130 The language of cl 7.2 is specific. It requires the appellant to transfer back at the end of the lease each licence transferred at the commencement of the lease. Put simply, what has to be transferred back is what was originally transferred. In my opinion, upon its proper construction, cl 7.2 means that the hotelier's licence in the form in which it was transferred, that is with whatever conditions applied at the commencement of the lease and whatever incidents were attached to it, must be transferred back. For example, the licence as transferred back would have to have the same hours of operation that were permitted for the operation of the licence at the commencement. The incidents of the licence would include any right, whether of property or otherwise, that attached to the licence, at its commencement.
131 In this case, the hotelier's licence transferred to the appellant at the commencement of the lease had allocated to it 17 poker machine entitlements. In my opinion, what has to be transferred back to the respondents at the end of the lease is the hotelier's licence with the 17 allocated poker machine entitlements. Clause 7.2 does not impose any restriction upon dealing with the entitlements during the currency of the lease. Accordingly, subject to the operation of the Gaming Machines Act, the appellant would be entitled to utilise his property rights in those entitlements whilst the lease was on foot. If, during the term of the lease, the appellant sought to transfer the entitlements, it would be a question for the Liquor Administration Board as to whether the respondents had a financial interest in the entitlements by reason of the terms of cl 7.2: subss 19(3), (5) and (6). That is not a question in issue in these proceedings. However, even if a sale or other form of disposition is made during the currency of the lease, the appellant's contractual obligation to return the entitlements at the end of the lease remains.
132 Thus far, I have considered the construction of cl 7.2 without reference to the decision of Campbell J (as his Honour then was) in Wonall Pty Ltd v Clarence Property Corporation Limited (2003) 58 NSWLR 23; [2003] NSWSC 497. In Wonall a question arose as to the construction of a clause which required the lessee at the end of the lease to transfer to the lessor any transferable licences.
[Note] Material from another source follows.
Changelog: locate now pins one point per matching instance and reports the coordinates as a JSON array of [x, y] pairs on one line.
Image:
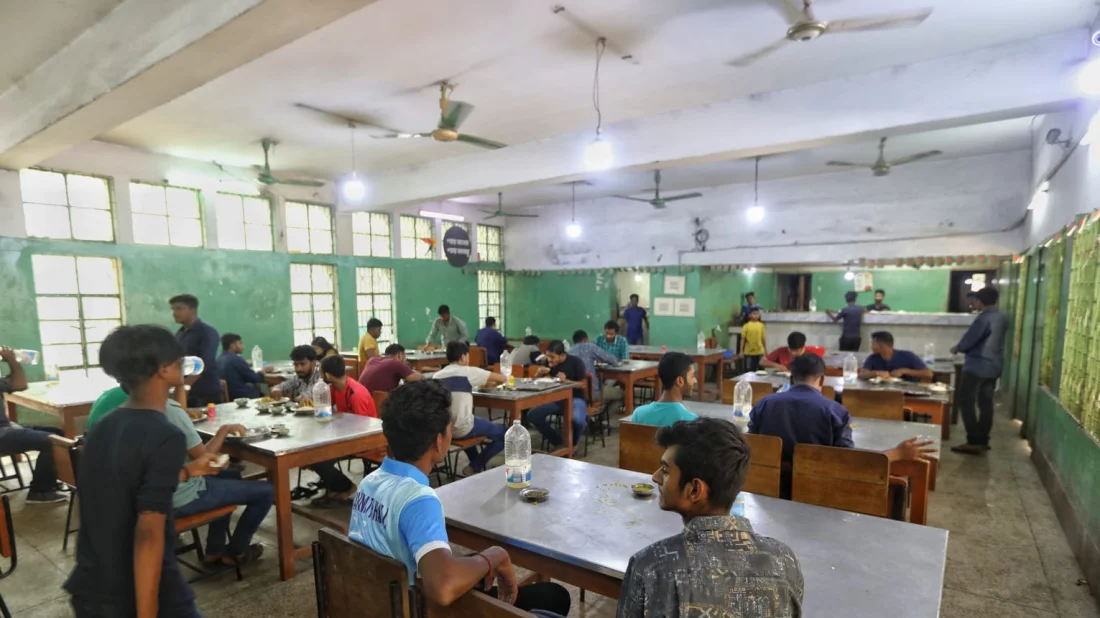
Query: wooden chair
[[886, 405], [66, 454], [766, 465], [354, 582]]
The appellant relied upon Campbell J's refusal of injunctive relief in that case to support his argument that it was the Board's role to determine whether the respondents had a financial interest in the poker machine entitlements within the meaning of s19(5) and that this was not a matter for the Court to adjudicate upon. It was submitted that this Court should not pre-empt that question by granting declaratory and injunctive relief.
133 I do not propose to deal with the decision in Wonall. It was decided before Jabertin and Masters v Garcia and to the extent that it says anything different as a matter of principle those decisions are now the authority in this Court. In any event, the relevant clause in Wonall was sufficiently different from cl 7.2. so that Campbell J's construction of the clause in that case does not carry any persuasive weight for the construction of cl 7.2. More importantly, however, the appellant accepted that in the Court below, the case had not been run on the basis that the Court should not grant declaratory or injunctive relief. There was no error in his Honour granting such relief, subject of course to the correctness of his decision.